A menudo pensamos que la fe es creer que Dios existe. Pero eso es demasiado fácil. ¿Creemos que este Dios, además de existir, está cerca de nosotros? ¿Creemos que está vivo y que actúa en nuestra vida? ¿Creemos que es nuestro amigo, que nos ama y quiere nuestro máximo bien? A veces decimos creer en Dios pero nuestra actitud es de una terrible desconfianza. Actuamos como si fuera un juez castigador y le tenemos miedo; o bien decimos que nos envía pruebas, o que “permite” que nos sucedan desgracias, con lo cual lo estamos tachando de injusto o arbitrario. Otras veces nos afanamos y nos estresamos, queriendo controlarlo todo, sin dejar ni un poquito de margen a su gracia y a su ayuda. O nos angustiamos, olvidando que él está cerca. Y otras veces anteponemos nuestros planes a los suyos: planificamos sin contar con él y lo barremos de nuestra vida cuando no nos interesa pedirle favores.

Confiamos en amigos, en familiares, en nuestra pareja… ¿Y no sabemos confiar en Dios? ¿Por qué nos cuesta tanto creer que él puede cambiar nuestra vida? ¿Por qué nos resistimos a creer que él puede sanarnos, convertirnos, regenerar tanto nuestro cuerpo como nuestra alma? ¿O es que, en el fondo, no queremos estar sanos ni queremos renovarnos?

Jesús no nos pide una fe enorme. Bastaría una fe pequeñita como un grano de mostaza para mover montañas. ¿Ni siquiera tenemos esos poquitos gramos de fe? ¿Qué nos sucede? La fe es un regalo de Dios, cierto. Si no tenemos, podemos pedírsela. De todas las peticiones que le hagamos, seguro que es una de las que más le alegran. ¿Cómo va a dejar de dárnosla?

Tener fe obra milagros. El mayor milagro no es mover montes, sino mover almas y enternecer corazones de piedra, convirtiéndolos en corazones de carne capaces de amar y de perdonar. Una conversión de vida es un milagro. Y cuando uno ve su vida transformada por la fe no puede menos que convertirse en anunciador de la buena noticia. A lo mejor nuestro problema es que no queremos. Porque sabemos que recibir tanto amor nos compromete, y no queremos responder amando y haciéndonos apóstoles.
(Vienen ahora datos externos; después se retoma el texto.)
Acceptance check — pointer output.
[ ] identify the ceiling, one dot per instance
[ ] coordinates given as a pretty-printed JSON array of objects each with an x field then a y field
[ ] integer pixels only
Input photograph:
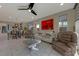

Ser profeta no siempre es cómodo. Lo vemos en el escrito de la primera lectura, donde Habacuc se queja a Dios por la dureza de su cometido. Jesús en el evangelio también da una lección de humildad a todos los que trabajan por su reino. No creamos ser importantes porque tengamos una tarea pastoral, misionera o evangelizadora. Somos siervos, portadores de un tesoro que no es nuestro, sembradores de una luz que hemos recibido y que se apagará si no la damos a otros. La humildad del sirviente, que no se cree grande y trabaja con fervor, da alegría y ayuda a perseverar. No temamos: si estamos con Dios, él está con nosotros. Nos dará todo lo que necesitemos para trabajar en su mies. Y lo mejor: ¡se nos da él mismo! Trabajamos de sol a sol, pero su pan nos alimenta cada día. Cristo fortalece nuestro cuerpo y reafirma nuestra fe.

2016-09-23

Conquistar la vida eterna

26º Domingo Ordinario - C

Amós 6, 1-7
Salmo 145
Timoteo 6, 11-16
Lucas 16, 19-31


Este domingo las lecturas siguen tratando el tema de la riqueza y la pobreza. El profeta Amós predice que quienes ahora se regodean en su opulencia, un día serán llevados a rastras y se acabará su orgía. Y así fue, cuando Israel cayó bajo el dominio asirio y babilonio. Pero ¿sucede siempre así, con los ricos? Hoy, más bien vemos que los ricos son cada vez más ricos y no hay crisis ni desgracia que los afecte, al menos a muchos…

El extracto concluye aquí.